1 The LORD’s word came to Jonah a second time: 2 “Get up and go to Nineveh, that great city, and declare against it the proclamation that I am commanding you.” 3 And Jonah got up and went to Nineveh, according to the LORD’s word. (Now Nineveh was indeed an enormous city, a three days’ walk across.)
4 Jonah started into the city, walking one day, and he cried out, “Just forty days more and Nineveh will be overthrown!” 5 And the people of Nineveh believed God. They proclaimed a fast and put on mourning clothes, from the greatest of them to the least significant.
6 When word of it reached the king of Nineveh, he got up from his throne, stripped himself of his robe, covered himself with mourning clothes, and sat in ashes. 7 Then he announced, “In Nineveh, by decree of the king and his officials: Neither human nor animal, cattle nor flock, will taste anything! No grazing and no drinking water! 8 Let humans and animals alike put on mourning clothes, and let them call upon God forcefully! And let all persons stop their evil behavior and the violence that’s under their control!” 9 He thought, Who knows? God may see this and turn from his wrath, so that we might not perish.
10 God saw what they were doing—that they had ceased their evil behavior. So God stopped planning to destroy them, and he didn’t do it.
After Jonah’s undignified escape (the fish “vomited Jonah onto the dry land”—2:10), the prophet went, however unwillingly, to Nineveh. He preached a minimal message (in Hebrew, only five words). “There is no suggestion in this text that Jonah offered indictment (e.g., of their idolatry), instruction (e.g., in the law), encouragement or hope (e.g., for deliverance).” * Jonah didn’t seem to want the city to respond, and wasn’t happy about it. But God’s outlook and response were very different.
Lord Jesus, when I have a chance to share you with someone else, give me more energy for the task than Jonah seemed to show. But let me rejoice when your Spirit leads anyone else to respond to your love and grace. Amen.
* NIV, Cultural Backgrounds Study Bible, eBook (Kindle Locations 206908-206910). Zondervan. Kindle Edition.
** John Goldingay, Daniel and The Twelve Prophets for Everyone. Louisville: Westminster John Knox Press, 2016, p. 158. *** James D. Nogalski and Anna E. Sieges, study note on Jonah 3:3 in The CEB Study Bible. Nashville: Abingdon Press, 2013, p. 1479 OT.
(Pray for Jennifer Creagar, our regular blogger, who has been ill this week.
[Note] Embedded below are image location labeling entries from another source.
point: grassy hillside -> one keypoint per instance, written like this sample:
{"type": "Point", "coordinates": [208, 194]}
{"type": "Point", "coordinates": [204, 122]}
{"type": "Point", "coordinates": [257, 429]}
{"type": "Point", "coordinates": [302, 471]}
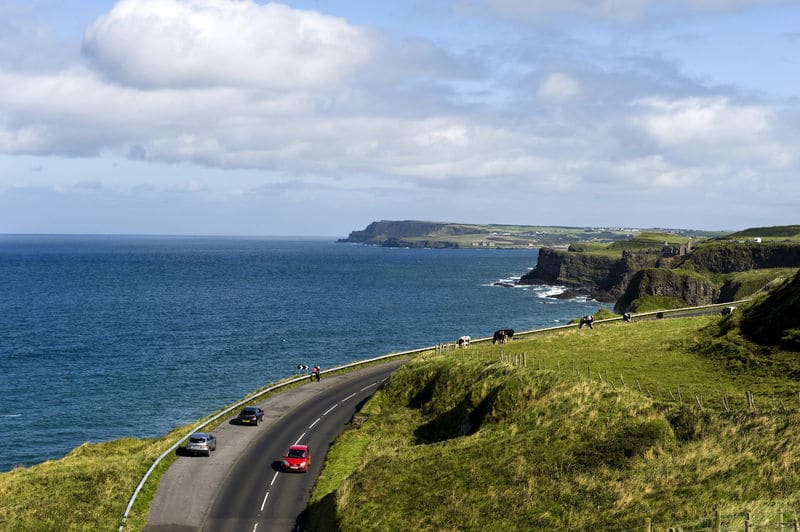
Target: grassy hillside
{"type": "Point", "coordinates": [414, 233]}
{"type": "Point", "coordinates": [599, 429]}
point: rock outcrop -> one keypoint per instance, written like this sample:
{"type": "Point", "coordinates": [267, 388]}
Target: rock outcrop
{"type": "Point", "coordinates": [679, 287]}
{"type": "Point", "coordinates": [603, 277]}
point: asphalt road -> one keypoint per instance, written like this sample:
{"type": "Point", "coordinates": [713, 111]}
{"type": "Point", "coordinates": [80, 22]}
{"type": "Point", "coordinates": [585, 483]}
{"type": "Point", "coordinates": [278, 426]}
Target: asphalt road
{"type": "Point", "coordinates": [240, 486]}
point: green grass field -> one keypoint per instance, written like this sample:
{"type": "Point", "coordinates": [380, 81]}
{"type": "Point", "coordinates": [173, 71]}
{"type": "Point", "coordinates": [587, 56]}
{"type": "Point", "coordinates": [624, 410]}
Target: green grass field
{"type": "Point", "coordinates": [581, 429]}
{"type": "Point", "coordinates": [599, 429]}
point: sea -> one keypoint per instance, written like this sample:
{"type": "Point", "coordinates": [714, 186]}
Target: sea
{"type": "Point", "coordinates": [104, 337]}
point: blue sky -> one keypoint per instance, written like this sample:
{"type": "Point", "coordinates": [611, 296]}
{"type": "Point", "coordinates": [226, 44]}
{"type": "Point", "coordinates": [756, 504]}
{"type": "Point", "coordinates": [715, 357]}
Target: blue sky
{"type": "Point", "coordinates": [316, 117]}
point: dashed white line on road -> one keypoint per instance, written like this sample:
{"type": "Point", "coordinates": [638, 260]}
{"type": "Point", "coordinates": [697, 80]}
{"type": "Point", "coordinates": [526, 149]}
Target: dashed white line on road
{"type": "Point", "coordinates": [264, 502]}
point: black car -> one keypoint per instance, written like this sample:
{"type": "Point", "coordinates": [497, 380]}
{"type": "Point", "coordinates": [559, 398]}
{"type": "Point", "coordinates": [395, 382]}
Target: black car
{"type": "Point", "coordinates": [251, 415]}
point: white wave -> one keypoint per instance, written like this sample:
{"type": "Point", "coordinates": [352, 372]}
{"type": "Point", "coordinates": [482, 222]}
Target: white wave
{"type": "Point", "coordinates": [544, 290]}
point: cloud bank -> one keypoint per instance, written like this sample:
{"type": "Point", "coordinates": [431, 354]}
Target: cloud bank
{"type": "Point", "coordinates": [301, 96]}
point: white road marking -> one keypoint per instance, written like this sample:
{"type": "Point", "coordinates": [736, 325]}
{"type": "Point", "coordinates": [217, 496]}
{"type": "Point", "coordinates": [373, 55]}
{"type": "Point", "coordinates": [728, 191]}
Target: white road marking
{"type": "Point", "coordinates": [264, 502]}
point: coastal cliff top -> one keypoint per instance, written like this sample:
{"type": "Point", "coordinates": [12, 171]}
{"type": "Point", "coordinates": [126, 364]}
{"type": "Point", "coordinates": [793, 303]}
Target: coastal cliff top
{"type": "Point", "coordinates": [415, 233]}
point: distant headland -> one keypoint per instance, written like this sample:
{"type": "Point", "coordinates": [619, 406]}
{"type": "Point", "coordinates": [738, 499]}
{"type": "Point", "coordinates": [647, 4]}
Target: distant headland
{"type": "Point", "coordinates": [422, 234]}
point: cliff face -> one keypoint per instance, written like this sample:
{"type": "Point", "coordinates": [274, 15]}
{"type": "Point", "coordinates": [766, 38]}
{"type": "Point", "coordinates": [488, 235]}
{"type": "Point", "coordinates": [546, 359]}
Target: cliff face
{"type": "Point", "coordinates": [740, 257]}
{"type": "Point", "coordinates": [604, 277]}
{"type": "Point", "coordinates": [388, 231]}
{"type": "Point", "coordinates": [679, 280]}
{"type": "Point", "coordinates": [689, 288]}
{"type": "Point", "coordinates": [773, 320]}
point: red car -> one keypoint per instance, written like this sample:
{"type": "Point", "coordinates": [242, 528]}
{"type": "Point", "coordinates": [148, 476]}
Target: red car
{"type": "Point", "coordinates": [297, 458]}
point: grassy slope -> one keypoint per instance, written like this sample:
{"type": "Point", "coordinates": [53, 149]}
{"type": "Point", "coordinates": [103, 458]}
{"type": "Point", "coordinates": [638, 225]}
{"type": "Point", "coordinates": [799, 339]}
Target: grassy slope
{"type": "Point", "coordinates": [467, 441]}
{"type": "Point", "coordinates": [89, 488]}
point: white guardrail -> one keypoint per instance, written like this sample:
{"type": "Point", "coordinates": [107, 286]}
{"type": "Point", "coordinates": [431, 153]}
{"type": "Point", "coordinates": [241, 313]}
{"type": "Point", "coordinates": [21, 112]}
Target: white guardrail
{"type": "Point", "coordinates": [654, 314]}
{"type": "Point", "coordinates": [239, 404]}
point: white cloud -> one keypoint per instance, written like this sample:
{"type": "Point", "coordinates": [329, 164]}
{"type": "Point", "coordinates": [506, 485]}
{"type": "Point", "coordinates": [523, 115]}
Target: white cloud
{"type": "Point", "coordinates": [191, 43]}
{"type": "Point", "coordinates": [558, 87]}
{"type": "Point", "coordinates": [714, 128]}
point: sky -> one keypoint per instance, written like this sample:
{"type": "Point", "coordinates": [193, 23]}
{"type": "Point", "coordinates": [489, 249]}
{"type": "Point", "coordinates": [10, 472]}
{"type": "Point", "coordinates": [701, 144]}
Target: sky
{"type": "Point", "coordinates": [317, 117]}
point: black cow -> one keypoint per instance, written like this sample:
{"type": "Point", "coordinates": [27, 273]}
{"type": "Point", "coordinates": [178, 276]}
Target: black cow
{"type": "Point", "coordinates": [502, 336]}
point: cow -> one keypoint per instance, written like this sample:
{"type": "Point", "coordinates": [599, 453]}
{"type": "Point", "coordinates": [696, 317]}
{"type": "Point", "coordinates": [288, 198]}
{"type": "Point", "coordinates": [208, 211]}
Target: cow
{"type": "Point", "coordinates": [502, 336]}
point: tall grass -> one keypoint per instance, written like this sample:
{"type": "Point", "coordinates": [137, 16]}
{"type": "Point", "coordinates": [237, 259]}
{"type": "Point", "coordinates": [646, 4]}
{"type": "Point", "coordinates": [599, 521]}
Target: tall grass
{"type": "Point", "coordinates": [475, 440]}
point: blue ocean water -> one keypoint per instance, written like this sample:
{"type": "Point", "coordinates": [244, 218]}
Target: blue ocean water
{"type": "Point", "coordinates": [109, 336]}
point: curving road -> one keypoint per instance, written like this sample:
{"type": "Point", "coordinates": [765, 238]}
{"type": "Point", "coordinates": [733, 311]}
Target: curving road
{"type": "Point", "coordinates": [240, 487]}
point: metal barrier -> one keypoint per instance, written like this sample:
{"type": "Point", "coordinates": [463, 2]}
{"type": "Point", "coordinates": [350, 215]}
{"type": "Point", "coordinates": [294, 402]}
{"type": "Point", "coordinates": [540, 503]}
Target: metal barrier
{"type": "Point", "coordinates": [378, 359]}
{"type": "Point", "coordinates": [239, 404]}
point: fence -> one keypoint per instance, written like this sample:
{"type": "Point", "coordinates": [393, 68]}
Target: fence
{"type": "Point", "coordinates": [437, 348]}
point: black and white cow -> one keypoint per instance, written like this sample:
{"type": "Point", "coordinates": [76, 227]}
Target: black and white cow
{"type": "Point", "coordinates": [502, 336]}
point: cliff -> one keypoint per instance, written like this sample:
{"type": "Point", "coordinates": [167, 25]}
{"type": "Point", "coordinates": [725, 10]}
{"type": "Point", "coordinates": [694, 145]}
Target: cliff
{"type": "Point", "coordinates": [727, 257]}
{"type": "Point", "coordinates": [604, 271]}
{"type": "Point", "coordinates": [604, 277]}
{"type": "Point", "coordinates": [670, 288]}
{"type": "Point", "coordinates": [387, 230]}
{"type": "Point", "coordinates": [668, 271]}
{"type": "Point", "coordinates": [414, 233]}
{"type": "Point", "coordinates": [772, 320]}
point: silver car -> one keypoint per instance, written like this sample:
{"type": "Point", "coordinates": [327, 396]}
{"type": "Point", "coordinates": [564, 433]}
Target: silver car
{"type": "Point", "coordinates": [201, 443]}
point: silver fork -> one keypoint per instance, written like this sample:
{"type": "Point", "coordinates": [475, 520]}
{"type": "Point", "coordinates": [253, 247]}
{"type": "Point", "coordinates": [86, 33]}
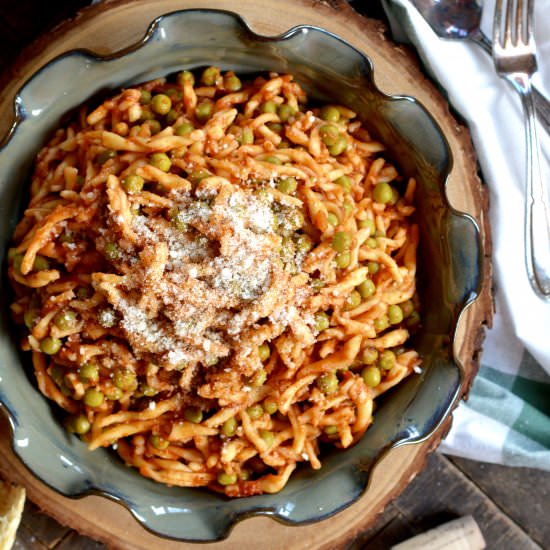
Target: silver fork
{"type": "Point", "coordinates": [514, 57]}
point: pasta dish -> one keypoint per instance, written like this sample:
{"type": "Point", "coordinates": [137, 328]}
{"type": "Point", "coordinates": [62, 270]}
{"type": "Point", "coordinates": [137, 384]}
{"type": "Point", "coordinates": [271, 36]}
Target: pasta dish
{"type": "Point", "coordinates": [216, 278]}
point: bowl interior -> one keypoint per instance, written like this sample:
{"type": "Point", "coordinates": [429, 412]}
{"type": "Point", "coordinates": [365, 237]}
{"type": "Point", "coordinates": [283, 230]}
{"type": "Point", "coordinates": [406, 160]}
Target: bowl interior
{"type": "Point", "coordinates": [329, 69]}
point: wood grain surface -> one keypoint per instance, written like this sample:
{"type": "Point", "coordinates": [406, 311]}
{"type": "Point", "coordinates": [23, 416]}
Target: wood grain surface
{"type": "Point", "coordinates": [116, 24]}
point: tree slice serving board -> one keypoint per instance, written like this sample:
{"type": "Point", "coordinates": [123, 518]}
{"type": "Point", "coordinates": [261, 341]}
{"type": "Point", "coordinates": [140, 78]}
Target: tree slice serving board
{"type": "Point", "coordinates": [116, 24]}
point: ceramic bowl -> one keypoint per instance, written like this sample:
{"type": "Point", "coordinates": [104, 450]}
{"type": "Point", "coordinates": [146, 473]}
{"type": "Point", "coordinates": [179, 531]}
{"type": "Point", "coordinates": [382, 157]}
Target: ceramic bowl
{"type": "Point", "coordinates": [449, 266]}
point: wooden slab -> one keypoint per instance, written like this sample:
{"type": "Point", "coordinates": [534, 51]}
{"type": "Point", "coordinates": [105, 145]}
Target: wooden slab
{"type": "Point", "coordinates": [115, 24]}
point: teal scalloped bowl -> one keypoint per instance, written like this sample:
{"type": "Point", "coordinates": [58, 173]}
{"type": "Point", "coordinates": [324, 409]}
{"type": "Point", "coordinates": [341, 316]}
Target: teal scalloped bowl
{"type": "Point", "coordinates": [449, 268]}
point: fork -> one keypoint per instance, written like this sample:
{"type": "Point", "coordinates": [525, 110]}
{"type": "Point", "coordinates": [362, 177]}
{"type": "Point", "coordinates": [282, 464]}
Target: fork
{"type": "Point", "coordinates": [514, 58]}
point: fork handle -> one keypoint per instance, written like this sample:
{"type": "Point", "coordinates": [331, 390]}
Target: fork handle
{"type": "Point", "coordinates": [542, 103]}
{"type": "Point", "coordinates": [537, 218]}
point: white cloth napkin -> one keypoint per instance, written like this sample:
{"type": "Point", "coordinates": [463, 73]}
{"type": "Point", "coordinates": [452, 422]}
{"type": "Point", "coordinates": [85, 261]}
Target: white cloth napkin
{"type": "Point", "coordinates": [507, 418]}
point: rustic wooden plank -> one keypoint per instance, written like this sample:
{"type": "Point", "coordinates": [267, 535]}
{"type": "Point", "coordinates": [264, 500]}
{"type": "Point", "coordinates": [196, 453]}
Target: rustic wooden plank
{"type": "Point", "coordinates": [74, 541]}
{"type": "Point", "coordinates": [27, 541]}
{"type": "Point", "coordinates": [44, 528]}
{"type": "Point", "coordinates": [522, 493]}
{"type": "Point", "coordinates": [443, 492]}
{"type": "Point", "coordinates": [391, 528]}
{"type": "Point", "coordinates": [29, 17]}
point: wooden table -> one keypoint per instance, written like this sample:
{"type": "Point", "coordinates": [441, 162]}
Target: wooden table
{"type": "Point", "coordinates": [507, 503]}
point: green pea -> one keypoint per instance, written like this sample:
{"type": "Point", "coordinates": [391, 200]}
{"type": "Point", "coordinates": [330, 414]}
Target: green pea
{"type": "Point", "coordinates": [185, 76]}
{"type": "Point", "coordinates": [193, 414]}
{"type": "Point", "coordinates": [204, 111]}
{"type": "Point", "coordinates": [159, 442]}
{"type": "Point", "coordinates": [321, 321]}
{"type": "Point", "coordinates": [345, 183]}
{"type": "Point", "coordinates": [381, 323]}
{"type": "Point", "coordinates": [369, 356]}
{"type": "Point", "coordinates": [247, 137]}
{"type": "Point", "coordinates": [65, 320]}
{"type": "Point", "coordinates": [84, 292]}
{"type": "Point", "coordinates": [371, 376]}
{"type": "Point", "coordinates": [40, 263]}
{"type": "Point", "coordinates": [329, 134]}
{"type": "Point", "coordinates": [395, 314]}
{"type": "Point", "coordinates": [66, 237]}
{"type": "Point", "coordinates": [275, 127]}
{"type": "Point", "coordinates": [227, 479]}
{"type": "Point", "coordinates": [211, 360]}
{"type": "Point", "coordinates": [114, 394]}
{"type": "Point", "coordinates": [125, 379]}
{"type": "Point", "coordinates": [328, 383]}
{"type": "Point", "coordinates": [287, 185]}
{"type": "Point", "coordinates": [264, 352]}
{"type": "Point", "coordinates": [343, 259]}
{"type": "Point", "coordinates": [148, 391]}
{"type": "Point", "coordinates": [332, 219]}
{"type": "Point", "coordinates": [184, 128]}
{"type": "Point", "coordinates": [268, 107]}
{"type": "Point", "coordinates": [352, 301]}
{"type": "Point", "coordinates": [133, 183]}
{"type": "Point", "coordinates": [413, 319]}
{"type": "Point", "coordinates": [407, 308]}
{"type": "Point", "coordinates": [382, 193]}
{"type": "Point", "coordinates": [80, 424]}
{"type": "Point", "coordinates": [198, 175]}
{"type": "Point", "coordinates": [145, 97]}
{"type": "Point", "coordinates": [268, 438]}
{"type": "Point", "coordinates": [387, 360]}
{"type": "Point", "coordinates": [285, 112]}
{"type": "Point", "coordinates": [341, 241]}
{"type": "Point", "coordinates": [229, 426]}
{"type": "Point", "coordinates": [210, 76]}
{"type": "Point", "coordinates": [339, 147]}
{"type": "Point", "coordinates": [293, 221]}
{"type": "Point", "coordinates": [112, 252]}
{"type": "Point", "coordinates": [395, 196]}
{"type": "Point", "coordinates": [270, 406]}
{"type": "Point", "coordinates": [258, 379]}
{"type": "Point", "coordinates": [161, 161]}
{"type": "Point", "coordinates": [57, 372]}
{"type": "Point", "coordinates": [104, 156]}
{"type": "Point", "coordinates": [367, 288]}
{"type": "Point", "coordinates": [154, 126]}
{"type": "Point", "coordinates": [233, 83]}
{"type": "Point", "coordinates": [89, 372]}
{"type": "Point", "coordinates": [30, 317]}
{"type": "Point", "coordinates": [272, 159]}
{"type": "Point", "coordinates": [161, 104]}
{"type": "Point", "coordinates": [255, 411]}
{"type": "Point", "coordinates": [373, 267]}
{"type": "Point", "coordinates": [93, 398]}
{"type": "Point", "coordinates": [304, 244]}
{"type": "Point", "coordinates": [330, 113]}
{"type": "Point", "coordinates": [178, 219]}
{"type": "Point", "coordinates": [371, 242]}
{"type": "Point", "coordinates": [50, 345]}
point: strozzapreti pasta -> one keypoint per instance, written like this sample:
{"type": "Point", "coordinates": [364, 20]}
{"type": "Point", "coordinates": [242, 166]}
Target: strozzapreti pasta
{"type": "Point", "coordinates": [216, 278]}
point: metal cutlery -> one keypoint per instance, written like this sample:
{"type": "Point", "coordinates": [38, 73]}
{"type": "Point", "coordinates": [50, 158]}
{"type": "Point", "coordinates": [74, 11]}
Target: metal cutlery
{"type": "Point", "coordinates": [514, 57]}
{"type": "Point", "coordinates": [461, 19]}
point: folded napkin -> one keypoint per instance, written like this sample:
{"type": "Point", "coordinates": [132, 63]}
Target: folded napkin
{"type": "Point", "coordinates": [506, 419]}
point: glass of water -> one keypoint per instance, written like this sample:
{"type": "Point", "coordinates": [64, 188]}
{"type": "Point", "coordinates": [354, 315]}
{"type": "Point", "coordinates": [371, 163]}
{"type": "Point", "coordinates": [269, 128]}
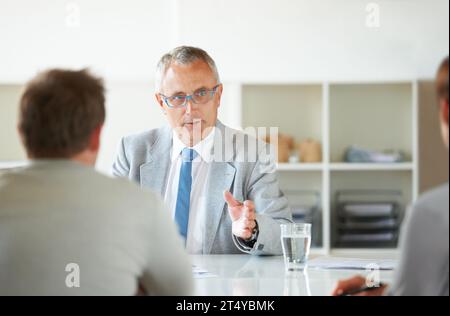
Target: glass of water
{"type": "Point", "coordinates": [296, 241]}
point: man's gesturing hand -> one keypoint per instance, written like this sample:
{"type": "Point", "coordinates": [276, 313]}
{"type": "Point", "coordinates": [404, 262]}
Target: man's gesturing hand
{"type": "Point", "coordinates": [242, 215]}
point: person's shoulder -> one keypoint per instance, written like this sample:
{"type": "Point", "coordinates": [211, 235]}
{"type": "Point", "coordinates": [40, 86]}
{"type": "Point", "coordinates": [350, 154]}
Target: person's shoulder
{"type": "Point", "coordinates": [146, 138]}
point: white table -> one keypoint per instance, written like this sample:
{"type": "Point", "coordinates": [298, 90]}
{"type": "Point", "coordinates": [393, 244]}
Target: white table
{"type": "Point", "coordinates": [245, 275]}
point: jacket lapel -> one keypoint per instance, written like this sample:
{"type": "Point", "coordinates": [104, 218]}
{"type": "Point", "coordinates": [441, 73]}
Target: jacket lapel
{"type": "Point", "coordinates": [155, 171]}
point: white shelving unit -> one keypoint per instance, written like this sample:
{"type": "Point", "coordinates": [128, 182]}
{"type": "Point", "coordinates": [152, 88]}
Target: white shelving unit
{"type": "Point", "coordinates": [373, 115]}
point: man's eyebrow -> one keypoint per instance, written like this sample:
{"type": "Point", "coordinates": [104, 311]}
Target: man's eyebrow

When Pastor Steven Blair, who now pastors elsewhere, wrote this Insights blog in 2014, he was a valued member of Resurrection's pastoral care staff.)
Like other stories we tell children, the Bible Story of Jonah has even more to say to adults. You may remember the story: Jonah was a prophet who didn’t like the people of Nineveh, capital of the Assyrian Empire. The Assyrians had a reputation of being cruel and filled with religions that seemed to intentionally break as many of God’s Commandments as possible. God did not give up hope on Nineveh. God sent Jonah to give Nineveh a chance to turn to God. Jonah said no and ran away. God sent a whale. Jonah reconsidered and went to Nineveh. Well, Jonah’s body went to Nineveh but his heart didn’t make the trip.
Jonah’s big sermon to the Ninevites is one verse long. “Forty more days and Nineveh will be overturned.” No sermon illustration. No heartfelt desire to persuade them back to God. Jonah simply preached one of the worst sermons ever, dropped the microphone, and apparently waited for the destruction to take place. But something happened. Even though the sermon was poor, God still spoke to the hearts of all the people. (A sermon’s power is in God’s Spirit not the preacher’s talent.) After the Ninevites turn to God, Jonah is upset. He wanted to see fire and brimstone and instead saw changed hearts. Very disappointing. The final image the story offers us is Jonah pouting that these sinners received mercy.
It is similar to the story of the Prodigal Sons. The youngest Prodigal Son returns to the Father after years of rampant sinning. The oldest son is angry that the Father is so merciful with his wandering brother. The parable ends with the younger son’s heart reunited with his Father. A big celebration takes place and the last image we see in Luke 15 is an image of the older son pouting about a sinner who receives mercy.
These Scriptures pose difficult questions.
Do we want God to hate the people that we hate? Would we celebrate our enemies receiving mercy, or do we wish pain on them?
The Book of Jonah challenges all us religious folks with the pervasive, and often annoying, message: our God is a merciful God. We can either join in the fun of seeing hearts change, or we can sit outside the city pouting.